The Property Institute has accused Labour of resorting to "envy politics" with its policy to remove tax breaks for property investors, claiming the move is a "direct attack" on mum and dad investors.
At Labour's election year congress, Labour leader Andrew Little outlined policy to phase out the tax breaks which allow investors to claim tax deductions on other income for losses on rental properties.
Little said the tax breaks mainly benefited big-time property speculators, foreign owners and high income earners and were cited as a driver of house price increases by the International Monetary Fund and the Reserve Bank.
"One in seven property buyers in the Auckland market right now are people who own five or more properties. They are the people I am targeting. They are the people shutting out young couples trying to buy their first home."
However, the Property Institute chief executive Ashley Church said it was a cynical move designed to set one section of New Zealand society against another and a "direct attack" on those who bought an investment property as a nest egg for retirement.
He said it could also result in fewer rental properties - and higher rents as landlords tried to claw back the losses.
"Your typical property investors are average mums and dads - not wealthy cigar-smoking fat cats.
"This move would certainly stop them investing, but in the process it would quickly lead to a shortage in rental housing which would fall back on the Government - so it would end up costing the taxpayer a lot more in the long run."
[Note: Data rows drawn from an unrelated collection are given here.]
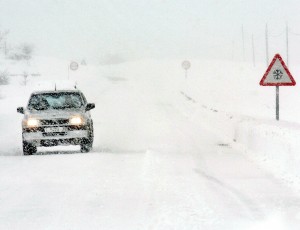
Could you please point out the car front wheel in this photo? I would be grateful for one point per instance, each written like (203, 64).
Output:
(28, 149)
(87, 143)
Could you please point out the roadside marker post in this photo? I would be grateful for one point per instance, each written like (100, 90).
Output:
(73, 66)
(277, 74)
(186, 65)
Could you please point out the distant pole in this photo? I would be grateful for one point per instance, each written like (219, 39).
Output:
(277, 103)
(253, 52)
(287, 44)
(267, 46)
(5, 49)
(243, 42)
(232, 54)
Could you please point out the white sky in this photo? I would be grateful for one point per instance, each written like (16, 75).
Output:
(152, 28)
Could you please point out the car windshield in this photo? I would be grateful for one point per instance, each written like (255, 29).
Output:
(61, 100)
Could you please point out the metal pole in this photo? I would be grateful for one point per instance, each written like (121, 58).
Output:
(243, 42)
(277, 103)
(253, 52)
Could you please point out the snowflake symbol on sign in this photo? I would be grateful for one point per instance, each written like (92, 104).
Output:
(277, 74)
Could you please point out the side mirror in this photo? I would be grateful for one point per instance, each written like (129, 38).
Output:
(20, 110)
(89, 106)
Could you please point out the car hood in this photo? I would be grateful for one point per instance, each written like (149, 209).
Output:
(54, 114)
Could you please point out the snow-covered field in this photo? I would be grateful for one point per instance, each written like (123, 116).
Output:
(170, 153)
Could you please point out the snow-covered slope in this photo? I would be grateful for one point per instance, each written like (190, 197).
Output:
(163, 155)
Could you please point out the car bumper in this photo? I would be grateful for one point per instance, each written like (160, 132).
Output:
(51, 139)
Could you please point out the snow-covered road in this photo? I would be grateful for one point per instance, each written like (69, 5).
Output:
(152, 167)
(186, 179)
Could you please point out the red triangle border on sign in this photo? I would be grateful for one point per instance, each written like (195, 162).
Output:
(262, 81)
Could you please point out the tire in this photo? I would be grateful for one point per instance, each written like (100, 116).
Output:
(87, 143)
(28, 149)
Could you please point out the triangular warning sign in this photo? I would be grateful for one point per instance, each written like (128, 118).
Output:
(277, 74)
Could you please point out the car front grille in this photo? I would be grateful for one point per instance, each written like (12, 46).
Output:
(54, 122)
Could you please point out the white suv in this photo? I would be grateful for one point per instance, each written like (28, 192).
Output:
(59, 117)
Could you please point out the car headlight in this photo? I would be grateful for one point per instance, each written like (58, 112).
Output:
(76, 120)
(32, 122)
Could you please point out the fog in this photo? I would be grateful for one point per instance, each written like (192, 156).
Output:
(135, 29)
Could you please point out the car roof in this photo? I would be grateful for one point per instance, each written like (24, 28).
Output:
(56, 91)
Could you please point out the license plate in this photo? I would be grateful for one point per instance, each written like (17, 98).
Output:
(55, 129)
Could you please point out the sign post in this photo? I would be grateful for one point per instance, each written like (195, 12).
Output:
(277, 75)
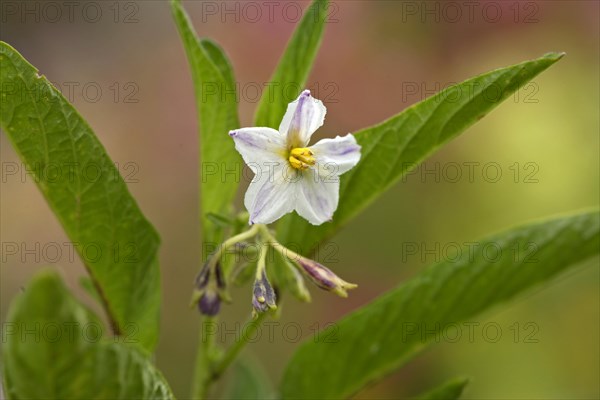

Church also disputed Little's claim it would even things up for first-home buyers, saying families were being closed out of the housing market by high loan-to-value ratios, not investors.
Little denied it would hurt small investors, saying many only used it for a short period when interest payments were high.
"The people we are going after are the multiple property owners who deliberately set up a property portfolio to run at a loss, offset it off other income and demand a taxpayer subsidy - that's coming to an end."
He said those who had entered the property market on the basis of using negative gearing to offset losses would have five years to adjust as the policy was phased in.
Labour released figures showing 35 per cent of non-residents who owned rental properties in the last year had declared rental losses totalling $47 million. That was about 8000 of 23,000 overseas-based owners. The figures also showed about 91,000 taxpayers declared rental losses in 2015 and of the $149m claimed in tax breaks on that, $60m was for the top 10 per cent of income earners.
National's campaign chairman, Steven Joyce, said removing the tax breaks for property investors would not have the effect Labour claimed - and would hit mum and dad investors more than Little believed.
He said Little's claim few small-time investors used it was "pulled out of the proverbial", saying negative gearing was used for all loss-making investments - not just residential property.
He said tax working groups under Labour and National had concluded getting rid of negative gearing was unlikely to result in more housing supply and the most likely impact was higher rents. "You'll end up with fewer houses being built and higher rents."
He said countries which had ring-fenced housing losses still suffered fluctuations in house prices.
Joyce said the bright-line test to tax capital gains on houses which were on-sold within two years and removing depreciation had helped.
"Those two steps are the least likely to reduce supply and least likely to push up rents. If you combine those with the Reserve Bank's [loan-to-value ratios] you will see Auckland house prices at the moment are flat to falling. The challenge is to not do too much on the demand side so you end up reducing the level of supply."
Little insisted it was an important step to help first-home buyers who did not benefit from the tax breaks.
"This will create a level playing field for home buyers and help families get a fair shot at buying a place of their own."
Andrew King, executive officer of the NZ Property Investors' Federation, said the advantage the tax breaks gave to investors was over-exaggerated. He estimated that removing the ability to claim losses for rental property providers would increase the cost of providing the average home from $6184 a year to $10,293 - an increase of $79 per week.
Little said the International Monetary Fund and the Reserve Bank had advised removing the tax breaks.
Last year, the IMF said ring-fencing tax losses on housing investments would weaken a significant price driver in real estate.
Negative gearing means that if the cost of a rental property in mortgage interest, maintenance, water, and rates are more than the income from rent, the owner can get a tax deduction on the loss. It is seen as an incentive to invest in housing.